There are, however, periodic attempts to develop and use roadside tests for marijuana, just as hand-held breath alcohol tests were developed in recent years. The most recent of these DUI marijuana roadside tests have involved the investigating officer taking a swab of saliva from the driver’s mouth, and then using a device at the scene of the investigation to analyze the saliva for THC. And there are recurrent attempts to enact legislation in Sacramento to authorize this procedure. To date, these attempts have been unsuccessful. See, for example, “Roadside Oral Swab Tests Coming?"
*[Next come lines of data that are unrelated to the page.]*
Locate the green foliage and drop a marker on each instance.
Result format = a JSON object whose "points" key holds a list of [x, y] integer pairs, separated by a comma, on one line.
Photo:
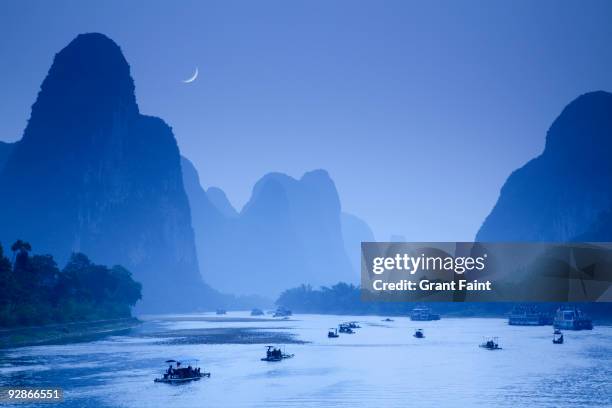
{"points": [[34, 291]]}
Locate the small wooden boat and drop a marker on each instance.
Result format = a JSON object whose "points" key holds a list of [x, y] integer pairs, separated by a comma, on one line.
{"points": [[490, 344], [344, 328], [275, 354], [181, 372], [557, 337], [333, 333]]}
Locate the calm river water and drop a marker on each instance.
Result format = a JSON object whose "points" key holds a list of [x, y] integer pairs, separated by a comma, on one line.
{"points": [[382, 365]]}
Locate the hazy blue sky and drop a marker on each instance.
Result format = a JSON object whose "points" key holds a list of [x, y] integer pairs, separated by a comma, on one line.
{"points": [[419, 110]]}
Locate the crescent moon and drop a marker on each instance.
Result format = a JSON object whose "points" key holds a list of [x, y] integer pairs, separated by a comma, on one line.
{"points": [[193, 78]]}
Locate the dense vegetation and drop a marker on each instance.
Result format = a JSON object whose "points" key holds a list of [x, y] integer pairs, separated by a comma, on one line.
{"points": [[344, 298], [34, 291]]}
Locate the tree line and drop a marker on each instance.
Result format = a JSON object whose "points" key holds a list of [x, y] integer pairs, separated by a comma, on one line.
{"points": [[34, 291]]}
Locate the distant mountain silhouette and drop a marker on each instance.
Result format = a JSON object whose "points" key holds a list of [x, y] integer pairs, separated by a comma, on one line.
{"points": [[566, 192], [354, 232], [92, 174], [218, 198], [288, 233]]}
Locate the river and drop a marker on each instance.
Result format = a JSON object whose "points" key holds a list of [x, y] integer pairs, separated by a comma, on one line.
{"points": [[381, 365]]}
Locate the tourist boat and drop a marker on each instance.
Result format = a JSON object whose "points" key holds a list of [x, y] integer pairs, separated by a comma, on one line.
{"points": [[181, 372], [256, 312], [344, 328], [275, 354], [422, 314], [282, 312], [572, 318], [527, 315], [490, 344], [557, 337]]}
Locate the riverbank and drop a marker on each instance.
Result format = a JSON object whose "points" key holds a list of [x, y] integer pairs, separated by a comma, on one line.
{"points": [[64, 333]]}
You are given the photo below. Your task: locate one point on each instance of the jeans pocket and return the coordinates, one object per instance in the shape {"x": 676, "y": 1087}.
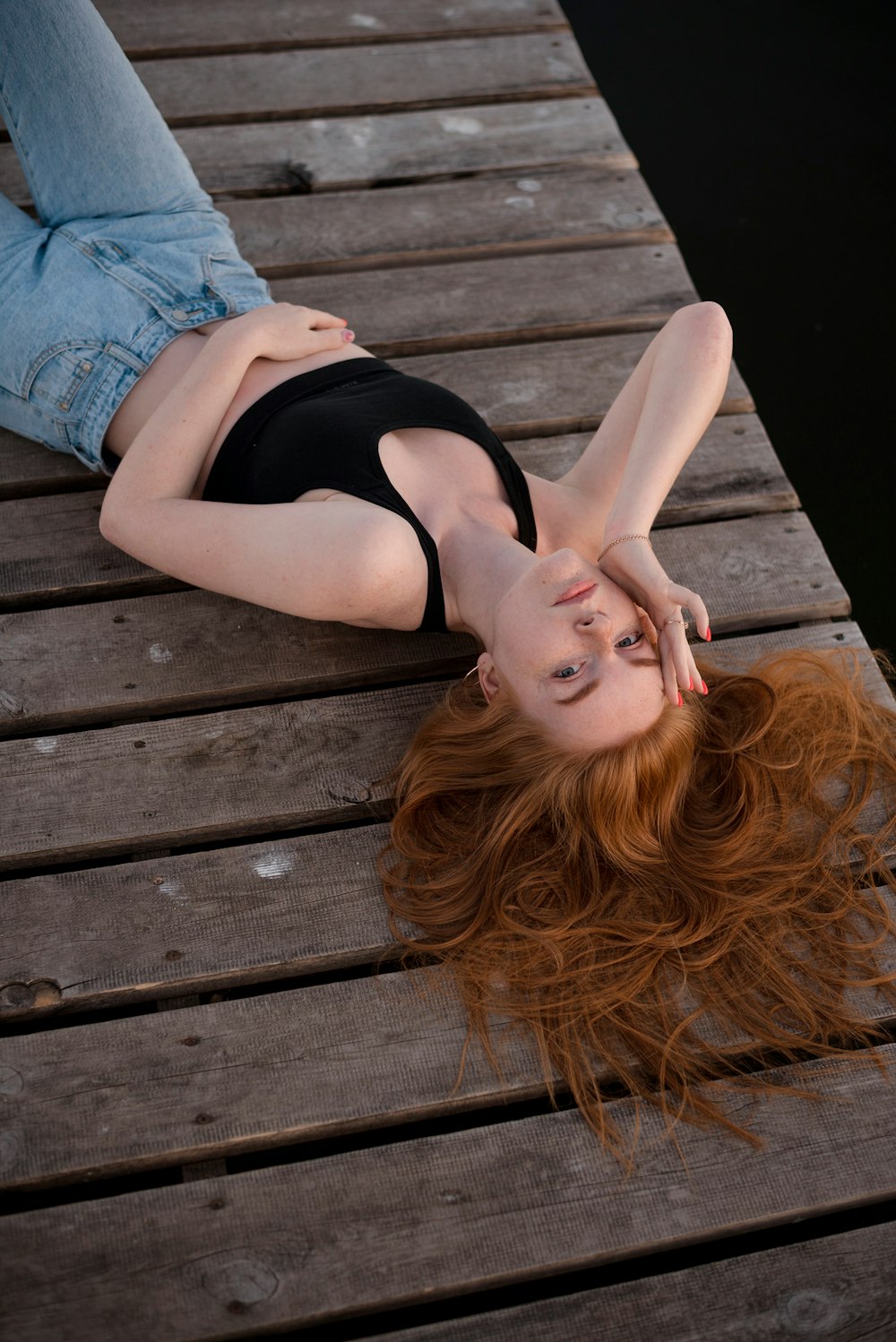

The problem with testing the blood for marijuana or saliva, however, is simple: analysis can only determine the presence of THC in the blood — it cannot determine either (1) when it was consumed, or (2) whether the amount would have caused any impairment. Inactive elements of marijuana can stay in a person’s blood for days, even weeks — long past when it could have any effects on the driver. And it has never been conclusively clearly established how much marijuana can cause driving impairment — if it causes any impairment at all.
In other words, it is difficult to establish any connection between the THC in the blood sample and the degree of driving impairment (if any).
There are basically three defenses to a charge of driving under the influence of marijuana in California:
- The defendant was not driving.
- The defendant did not use marijuana.
- The defendant used marijuana but was not impaired at the time of driving.